San Francisco Chronicle
August 8, 1983 (p. 37)
L. Ron Hubbard In Print AgainBattlefield Earth By L.Ron Hubbard
St. Martin's, 819 pages; $24Reviewed by Lauren Dunlop
Currently emerging on a few national best seller lists, "Battlefield Earth" is something of a phenomenon.
Author L.Ron Hubbard, says the flyleaf, was one of the most prolific and widely read authors of the "Golden Age of Science Fiction," along with Isaac Asimov, Edgar Rice Burroughs, and others.
Yet despite the claim that he has published 101 novels, 32 novelettes and 138 short stories, Hubbard is perhaps best known as the creator od Scientology.
Scientology is never mentioned by name in this book, although Hubbard's introduction alludes to "my serious subjects." Going on at some length about being a "top-liner professional," Hubbard adds condescending praise for lesser writers. The style of the introduction is pedantic and slightly illiterate. The story itself reads only somewhat better.
The subtitle reads, "A Saga of the Year 3000." At that time on Earth there remains a smattering of humans, reduced to primitive excile in the mountains. From a tiny village in the Rockies, Jonnie Goodboy Tyler sets out to verify the legends of his people's origin and to see whether there really are monsters down on the plain.

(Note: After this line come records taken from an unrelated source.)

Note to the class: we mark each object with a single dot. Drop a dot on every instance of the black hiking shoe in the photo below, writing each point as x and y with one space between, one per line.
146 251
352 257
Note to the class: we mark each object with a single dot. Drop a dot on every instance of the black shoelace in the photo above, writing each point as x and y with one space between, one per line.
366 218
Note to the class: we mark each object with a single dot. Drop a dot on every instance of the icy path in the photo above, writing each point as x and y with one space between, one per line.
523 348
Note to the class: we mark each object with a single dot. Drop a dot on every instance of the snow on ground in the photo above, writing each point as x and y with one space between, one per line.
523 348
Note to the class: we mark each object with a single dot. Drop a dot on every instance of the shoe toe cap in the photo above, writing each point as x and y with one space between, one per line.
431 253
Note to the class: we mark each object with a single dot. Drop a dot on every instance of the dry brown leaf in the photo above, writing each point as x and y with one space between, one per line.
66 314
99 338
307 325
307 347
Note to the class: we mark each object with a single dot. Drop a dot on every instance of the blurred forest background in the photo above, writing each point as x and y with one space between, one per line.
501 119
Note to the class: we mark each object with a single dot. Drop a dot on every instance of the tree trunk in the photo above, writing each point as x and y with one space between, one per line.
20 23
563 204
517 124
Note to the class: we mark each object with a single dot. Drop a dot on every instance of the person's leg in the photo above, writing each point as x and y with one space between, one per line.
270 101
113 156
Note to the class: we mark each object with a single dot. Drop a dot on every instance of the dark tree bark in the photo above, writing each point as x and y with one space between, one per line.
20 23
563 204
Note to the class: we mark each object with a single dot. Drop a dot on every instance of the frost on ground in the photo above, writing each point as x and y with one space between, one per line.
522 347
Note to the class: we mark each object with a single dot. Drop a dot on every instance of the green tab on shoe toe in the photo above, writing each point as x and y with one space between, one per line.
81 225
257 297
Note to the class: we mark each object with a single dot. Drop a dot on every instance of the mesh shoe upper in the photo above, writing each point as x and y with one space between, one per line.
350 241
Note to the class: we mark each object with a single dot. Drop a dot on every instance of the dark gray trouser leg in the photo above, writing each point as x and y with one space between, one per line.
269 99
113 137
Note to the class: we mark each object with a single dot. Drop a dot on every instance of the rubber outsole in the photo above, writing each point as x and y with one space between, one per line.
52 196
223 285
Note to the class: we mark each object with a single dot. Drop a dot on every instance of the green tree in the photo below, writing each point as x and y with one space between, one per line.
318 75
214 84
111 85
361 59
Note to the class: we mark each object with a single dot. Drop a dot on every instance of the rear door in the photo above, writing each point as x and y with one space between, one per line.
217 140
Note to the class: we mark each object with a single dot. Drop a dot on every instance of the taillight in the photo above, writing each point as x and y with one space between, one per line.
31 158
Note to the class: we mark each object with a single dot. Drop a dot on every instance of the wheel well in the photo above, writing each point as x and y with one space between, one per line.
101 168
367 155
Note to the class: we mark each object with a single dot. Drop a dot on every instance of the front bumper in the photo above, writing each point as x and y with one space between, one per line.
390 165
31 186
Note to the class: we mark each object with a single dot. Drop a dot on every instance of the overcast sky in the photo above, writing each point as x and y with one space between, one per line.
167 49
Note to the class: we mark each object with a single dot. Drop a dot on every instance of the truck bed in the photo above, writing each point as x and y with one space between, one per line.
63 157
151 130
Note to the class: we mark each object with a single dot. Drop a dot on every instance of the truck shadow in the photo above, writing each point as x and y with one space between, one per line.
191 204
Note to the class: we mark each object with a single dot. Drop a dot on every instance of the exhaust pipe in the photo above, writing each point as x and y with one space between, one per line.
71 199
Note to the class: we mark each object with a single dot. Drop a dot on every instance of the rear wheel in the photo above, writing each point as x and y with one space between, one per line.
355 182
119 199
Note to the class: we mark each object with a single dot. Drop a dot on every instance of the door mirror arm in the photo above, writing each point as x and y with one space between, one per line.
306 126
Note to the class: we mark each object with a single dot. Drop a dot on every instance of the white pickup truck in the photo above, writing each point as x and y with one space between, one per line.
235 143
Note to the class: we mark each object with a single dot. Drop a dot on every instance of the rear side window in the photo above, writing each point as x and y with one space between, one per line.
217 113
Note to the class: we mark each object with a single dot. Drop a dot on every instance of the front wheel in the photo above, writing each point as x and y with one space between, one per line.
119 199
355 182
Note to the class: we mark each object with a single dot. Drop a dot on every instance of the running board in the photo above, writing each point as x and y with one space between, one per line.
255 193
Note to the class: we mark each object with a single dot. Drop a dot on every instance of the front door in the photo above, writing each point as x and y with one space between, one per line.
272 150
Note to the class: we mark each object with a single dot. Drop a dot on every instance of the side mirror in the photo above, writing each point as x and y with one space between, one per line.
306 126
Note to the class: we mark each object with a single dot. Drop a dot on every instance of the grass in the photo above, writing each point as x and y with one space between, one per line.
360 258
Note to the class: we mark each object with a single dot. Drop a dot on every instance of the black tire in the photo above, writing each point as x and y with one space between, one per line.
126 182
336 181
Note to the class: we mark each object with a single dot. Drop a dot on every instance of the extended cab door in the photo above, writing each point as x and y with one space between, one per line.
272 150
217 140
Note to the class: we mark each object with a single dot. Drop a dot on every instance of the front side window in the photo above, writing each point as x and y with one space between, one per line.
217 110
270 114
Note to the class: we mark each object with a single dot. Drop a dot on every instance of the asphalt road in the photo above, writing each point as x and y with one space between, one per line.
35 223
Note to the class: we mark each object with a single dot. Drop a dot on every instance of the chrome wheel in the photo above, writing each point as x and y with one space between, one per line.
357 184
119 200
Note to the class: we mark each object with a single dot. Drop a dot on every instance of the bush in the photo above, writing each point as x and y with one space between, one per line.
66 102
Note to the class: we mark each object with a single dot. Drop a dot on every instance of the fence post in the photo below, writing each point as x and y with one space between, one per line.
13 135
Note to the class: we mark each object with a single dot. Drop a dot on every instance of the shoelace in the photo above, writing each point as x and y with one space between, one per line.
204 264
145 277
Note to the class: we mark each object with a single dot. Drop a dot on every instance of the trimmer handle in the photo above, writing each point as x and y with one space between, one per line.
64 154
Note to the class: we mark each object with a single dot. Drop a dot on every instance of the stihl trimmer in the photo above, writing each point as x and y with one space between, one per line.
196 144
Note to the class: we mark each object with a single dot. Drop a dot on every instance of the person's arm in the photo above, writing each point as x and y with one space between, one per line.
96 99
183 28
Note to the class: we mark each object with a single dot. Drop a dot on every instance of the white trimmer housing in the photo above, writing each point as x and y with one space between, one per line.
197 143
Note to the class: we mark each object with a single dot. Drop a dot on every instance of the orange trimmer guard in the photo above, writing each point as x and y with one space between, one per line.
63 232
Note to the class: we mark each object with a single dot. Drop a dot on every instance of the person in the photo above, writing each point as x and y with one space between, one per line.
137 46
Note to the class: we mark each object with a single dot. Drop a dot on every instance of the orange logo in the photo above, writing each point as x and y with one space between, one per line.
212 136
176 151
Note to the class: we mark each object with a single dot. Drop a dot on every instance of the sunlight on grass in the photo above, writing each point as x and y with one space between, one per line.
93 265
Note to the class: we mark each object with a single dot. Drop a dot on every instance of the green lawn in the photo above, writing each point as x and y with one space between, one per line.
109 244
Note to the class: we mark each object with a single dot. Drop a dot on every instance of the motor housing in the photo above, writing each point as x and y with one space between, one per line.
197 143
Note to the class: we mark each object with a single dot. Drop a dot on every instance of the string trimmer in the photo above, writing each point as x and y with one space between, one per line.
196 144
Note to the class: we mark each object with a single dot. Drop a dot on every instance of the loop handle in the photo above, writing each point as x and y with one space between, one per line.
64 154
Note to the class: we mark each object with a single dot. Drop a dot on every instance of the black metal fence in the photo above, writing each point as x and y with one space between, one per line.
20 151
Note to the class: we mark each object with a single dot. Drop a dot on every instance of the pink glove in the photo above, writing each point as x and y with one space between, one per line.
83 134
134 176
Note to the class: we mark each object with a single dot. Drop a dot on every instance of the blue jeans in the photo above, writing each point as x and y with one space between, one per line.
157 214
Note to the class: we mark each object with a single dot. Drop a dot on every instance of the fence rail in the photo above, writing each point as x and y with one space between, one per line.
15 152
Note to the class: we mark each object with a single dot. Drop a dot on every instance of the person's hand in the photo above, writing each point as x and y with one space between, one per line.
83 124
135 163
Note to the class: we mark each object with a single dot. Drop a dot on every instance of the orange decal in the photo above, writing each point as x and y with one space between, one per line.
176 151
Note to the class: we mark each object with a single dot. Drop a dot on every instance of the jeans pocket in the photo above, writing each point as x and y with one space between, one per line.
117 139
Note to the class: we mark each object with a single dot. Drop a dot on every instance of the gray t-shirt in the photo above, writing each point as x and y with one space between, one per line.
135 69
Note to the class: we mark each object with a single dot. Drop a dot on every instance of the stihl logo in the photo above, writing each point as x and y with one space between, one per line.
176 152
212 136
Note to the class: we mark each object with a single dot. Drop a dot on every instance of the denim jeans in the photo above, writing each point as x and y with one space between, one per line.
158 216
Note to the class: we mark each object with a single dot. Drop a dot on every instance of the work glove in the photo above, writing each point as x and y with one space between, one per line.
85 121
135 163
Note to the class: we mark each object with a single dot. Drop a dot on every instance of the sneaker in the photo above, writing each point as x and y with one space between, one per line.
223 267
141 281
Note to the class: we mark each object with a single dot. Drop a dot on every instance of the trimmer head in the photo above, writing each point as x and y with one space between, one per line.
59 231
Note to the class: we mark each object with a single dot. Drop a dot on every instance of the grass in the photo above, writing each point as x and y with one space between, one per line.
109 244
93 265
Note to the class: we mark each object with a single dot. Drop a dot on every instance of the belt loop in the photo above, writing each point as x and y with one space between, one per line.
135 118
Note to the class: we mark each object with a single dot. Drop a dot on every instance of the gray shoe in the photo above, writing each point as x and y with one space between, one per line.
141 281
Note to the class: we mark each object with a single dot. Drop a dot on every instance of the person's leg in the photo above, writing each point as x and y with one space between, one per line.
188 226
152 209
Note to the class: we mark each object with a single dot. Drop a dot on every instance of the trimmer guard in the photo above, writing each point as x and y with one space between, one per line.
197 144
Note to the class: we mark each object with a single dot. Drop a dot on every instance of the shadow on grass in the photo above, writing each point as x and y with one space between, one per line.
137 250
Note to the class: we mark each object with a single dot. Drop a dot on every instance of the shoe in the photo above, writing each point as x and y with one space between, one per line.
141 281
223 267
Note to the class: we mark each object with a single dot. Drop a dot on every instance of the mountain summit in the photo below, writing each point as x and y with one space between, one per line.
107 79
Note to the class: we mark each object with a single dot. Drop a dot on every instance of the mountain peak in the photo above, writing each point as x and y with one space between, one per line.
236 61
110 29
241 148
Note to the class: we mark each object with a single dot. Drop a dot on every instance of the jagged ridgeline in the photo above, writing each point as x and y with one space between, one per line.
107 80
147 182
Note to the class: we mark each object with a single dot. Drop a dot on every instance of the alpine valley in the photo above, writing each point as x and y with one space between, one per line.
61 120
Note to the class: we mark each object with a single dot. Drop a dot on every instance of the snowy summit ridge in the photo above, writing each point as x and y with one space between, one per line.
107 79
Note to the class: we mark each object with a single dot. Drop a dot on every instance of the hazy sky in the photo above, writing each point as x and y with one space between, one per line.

As Johnnie soon finds out, the monsters are indeed there. They are the alien race called Psychlos who conquered Earth and have for centuries since been mining it for the Intergalactic Mining Company. In episode after daring episode, Jonnie almost singlehandedly rids Earth of its cruel conqueros. But are the Psychlos really gone? We've got hundreds of pages left in which to find out.
Further complicants: The new human government goes bad, and, worse, the removal of the Psychlos spells an invitation to other warlike aliens to stake their own claims. The crowning blow is discovering that Earth is mortgaged down to its molten core. Even if Jonnie can repel these other races, he will then be served notice of payment due. If he cannot pay, Galactic Bank will foreclose, and Earth will simply be auctioned off to the highest bidder.
Tireless, scrupulously ethical, tall, blond and handsome, Jonnie Goodboy Tyler will save the day for Earth, overwhelming odds notwithstanding. It is temping to compare Jonnie to Scientology's promised end product, the person who has regained the divinity lost in his humanity, or gone "Clear."
Perhaps predictably, this novel isn't exactly good art. It is something of a page-turner, though flawed by plot inconsistencies, silliness, sexism, undeveloped characters and clumsy handling.
Less predictably, "Battlefield Earth" is not a tract for Scientology. Lest anyone mistake the novel for "a press relations job for my other serious works," Hubbard's introduction spells out exactly what this novel is. First, he says, it has been an amusement to fill the author's time. It is the longest science fiction novel ever written, including elements of detective, spy, western, love, adventure and air war stories. And it is "pure science fiction," Hubbard is proud to claim.
The folly of materialism is a prevalent theme of the novel. Hubbard swipes at government and government regulation. Banking and business, those vanguards of human greed, are also disparaged. In this 16-universe galaxy, money is everything, and of course profit is always the bottom line.
It's an intriguing theme, considering Hubbard's other endeavors. Pending lawsuits by ex-Scientologists claim that the group bilked individuals of as much as $40,000; its total assets have been estimated at close to $1 billion. Hubbard's professional writing in the 30's and 40's, the introduction explains, was "to finance more serious researches." For what, one wonders, have Hubbard's Scientology monies gone?
El Cerrito critic Lauren Dunlap writes for Update, a Danish journal of religious movements.